The Joseph Rowntree Foundation has just published
its 2009 report on poverty and social exclusion and it’s a bleak indictment of the
Labour years. Whilst you would expect jobs and incomes to shrink
in a recession, the most shocking fact highlighted in this report is that unemployment
(especially youth unemployment) and child poverty were rising well before the
onset of the downturn. A few key facts:
- The
unemployment rate among 16- to 24-year-olds is now higher than at any point
since the series began in 1993.
- Unemployment
has been rising since 2005, and the young adult unemployment rate stopped
falling as long ago as 2001.
- The
number of children in low-income households where at least one adult works is,
at 2.1m, the highest it has ever been.
So in all
those years of plenty, when Labour claimed it was closing the gap between rich
and poor, as well as pouring money into public services, the underlying rate of poverty
and its causes were actually growing. The Foundation says that the report is
not all bad news, citing a recent decrease in the number of children attaining fewer
than 5 GCSEs.

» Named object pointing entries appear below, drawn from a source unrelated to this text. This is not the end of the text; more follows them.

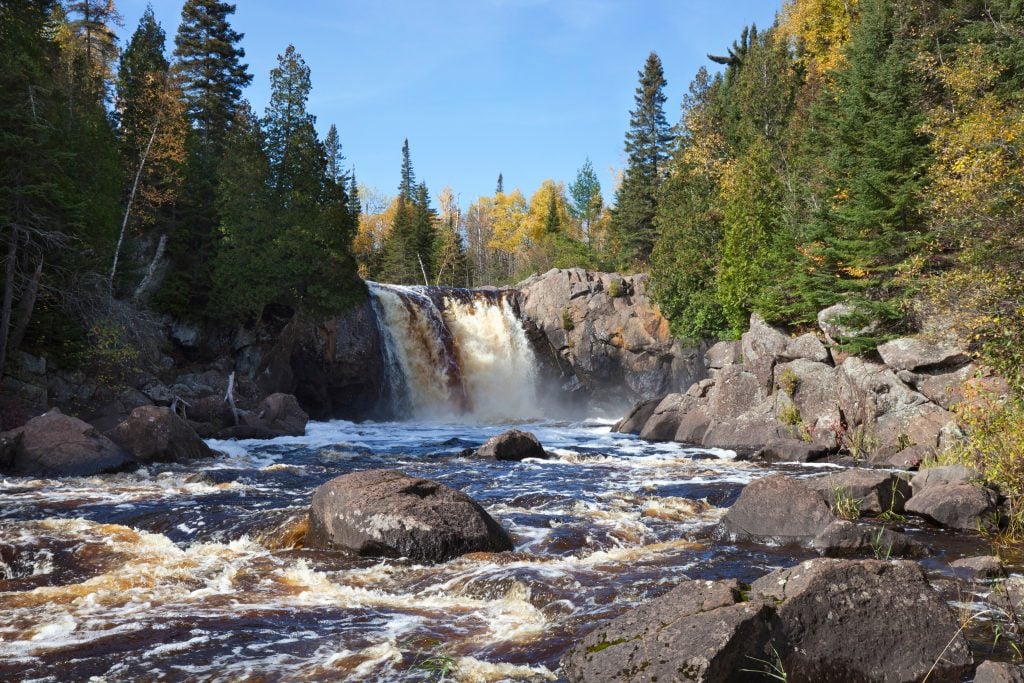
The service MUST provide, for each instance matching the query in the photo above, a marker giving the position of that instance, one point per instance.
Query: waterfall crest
(455, 353)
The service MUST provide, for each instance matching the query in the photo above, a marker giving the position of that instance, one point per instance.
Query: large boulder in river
(387, 513)
(863, 621)
(699, 631)
(156, 434)
(55, 444)
(512, 444)
(777, 509)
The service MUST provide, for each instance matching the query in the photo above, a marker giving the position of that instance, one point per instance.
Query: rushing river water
(184, 572)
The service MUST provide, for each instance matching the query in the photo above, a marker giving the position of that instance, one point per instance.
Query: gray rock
(791, 451)
(697, 632)
(863, 621)
(724, 353)
(915, 354)
(185, 334)
(778, 509)
(807, 347)
(55, 445)
(878, 492)
(960, 506)
(844, 538)
(155, 434)
(387, 513)
(984, 566)
(997, 672)
(637, 417)
(934, 476)
(832, 322)
(512, 445)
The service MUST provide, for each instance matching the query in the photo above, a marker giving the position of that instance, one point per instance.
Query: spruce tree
(647, 145)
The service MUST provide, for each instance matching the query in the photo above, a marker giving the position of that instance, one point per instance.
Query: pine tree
(647, 144)
(209, 60)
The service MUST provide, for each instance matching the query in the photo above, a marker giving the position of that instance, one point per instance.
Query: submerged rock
(387, 513)
(512, 444)
(698, 632)
(54, 444)
(863, 621)
(156, 434)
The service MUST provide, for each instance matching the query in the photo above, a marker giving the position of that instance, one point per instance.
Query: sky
(525, 88)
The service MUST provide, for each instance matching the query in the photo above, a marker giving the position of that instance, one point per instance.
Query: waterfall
(454, 353)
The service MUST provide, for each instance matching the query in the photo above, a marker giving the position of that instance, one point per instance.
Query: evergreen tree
(647, 145)
(209, 60)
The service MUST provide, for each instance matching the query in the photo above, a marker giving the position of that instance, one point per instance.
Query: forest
(864, 152)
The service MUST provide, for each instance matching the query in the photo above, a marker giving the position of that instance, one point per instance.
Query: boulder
(723, 353)
(878, 492)
(916, 354)
(54, 444)
(637, 417)
(155, 434)
(983, 566)
(863, 621)
(998, 672)
(844, 538)
(933, 476)
(838, 325)
(961, 506)
(777, 509)
(387, 513)
(512, 444)
(699, 631)
(282, 415)
(791, 451)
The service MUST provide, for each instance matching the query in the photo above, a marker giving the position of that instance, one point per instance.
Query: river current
(188, 572)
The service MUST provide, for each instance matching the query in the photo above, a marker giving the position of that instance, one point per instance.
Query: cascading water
(455, 353)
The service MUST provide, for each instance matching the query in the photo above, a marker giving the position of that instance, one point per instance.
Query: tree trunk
(26, 307)
(8, 297)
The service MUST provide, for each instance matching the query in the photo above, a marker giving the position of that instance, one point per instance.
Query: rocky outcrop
(153, 434)
(699, 631)
(863, 621)
(608, 341)
(771, 387)
(825, 620)
(387, 513)
(56, 444)
(512, 445)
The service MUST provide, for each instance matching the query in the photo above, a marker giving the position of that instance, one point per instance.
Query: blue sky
(526, 88)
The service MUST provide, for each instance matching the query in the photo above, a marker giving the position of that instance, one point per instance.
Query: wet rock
(637, 417)
(697, 632)
(791, 451)
(983, 566)
(934, 476)
(55, 444)
(512, 445)
(777, 509)
(863, 621)
(914, 354)
(387, 513)
(960, 506)
(876, 491)
(282, 415)
(723, 353)
(998, 672)
(154, 434)
(844, 538)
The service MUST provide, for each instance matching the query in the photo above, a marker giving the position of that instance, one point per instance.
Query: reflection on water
(192, 573)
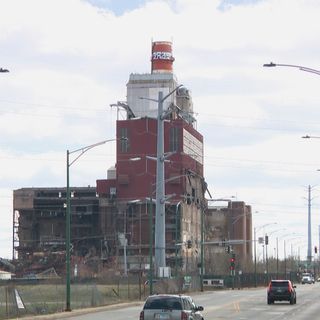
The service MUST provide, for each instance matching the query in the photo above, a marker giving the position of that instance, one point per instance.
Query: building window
(124, 142)
(174, 139)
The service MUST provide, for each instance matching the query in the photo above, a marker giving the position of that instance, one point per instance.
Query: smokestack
(161, 59)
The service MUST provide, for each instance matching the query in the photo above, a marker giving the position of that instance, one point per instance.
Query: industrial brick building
(114, 221)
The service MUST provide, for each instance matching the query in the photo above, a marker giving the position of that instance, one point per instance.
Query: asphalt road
(243, 304)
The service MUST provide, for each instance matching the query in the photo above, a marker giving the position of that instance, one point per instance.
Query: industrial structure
(115, 221)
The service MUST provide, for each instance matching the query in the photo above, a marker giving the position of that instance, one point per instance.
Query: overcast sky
(70, 59)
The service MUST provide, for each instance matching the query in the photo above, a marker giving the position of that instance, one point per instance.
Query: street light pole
(202, 247)
(160, 223)
(81, 151)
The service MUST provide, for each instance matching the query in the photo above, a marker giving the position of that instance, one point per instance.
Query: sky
(70, 59)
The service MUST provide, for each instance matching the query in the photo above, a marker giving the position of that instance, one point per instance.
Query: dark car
(171, 307)
(281, 290)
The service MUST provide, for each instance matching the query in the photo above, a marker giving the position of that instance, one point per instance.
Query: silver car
(170, 307)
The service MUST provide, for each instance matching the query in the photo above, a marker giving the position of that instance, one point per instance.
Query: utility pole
(309, 254)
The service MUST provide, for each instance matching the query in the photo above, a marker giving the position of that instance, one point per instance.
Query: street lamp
(81, 151)
(271, 64)
(255, 249)
(160, 237)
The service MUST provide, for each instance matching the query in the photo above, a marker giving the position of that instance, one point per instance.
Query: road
(243, 304)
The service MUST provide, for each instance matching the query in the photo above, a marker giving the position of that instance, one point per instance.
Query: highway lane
(246, 304)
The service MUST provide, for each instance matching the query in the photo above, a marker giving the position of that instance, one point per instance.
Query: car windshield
(163, 303)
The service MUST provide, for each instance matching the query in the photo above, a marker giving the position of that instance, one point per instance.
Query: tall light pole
(160, 236)
(255, 248)
(80, 152)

Leaving aside the question of whether this is simply due to easier
exams, it’s clear that this increased ‘attainment’ is not resulting in greater
employability – so the reported 65% increase in education funding since Labour
came to power cannot be judged a good investment, by any stretch of the
imagination.
Anyone still
believe the Government’s pledge – now enshrined in law – to “end child poverty”? Does Gordon Brown think that a record number of NEETs represents a good outcome for twelve years of Labour rule?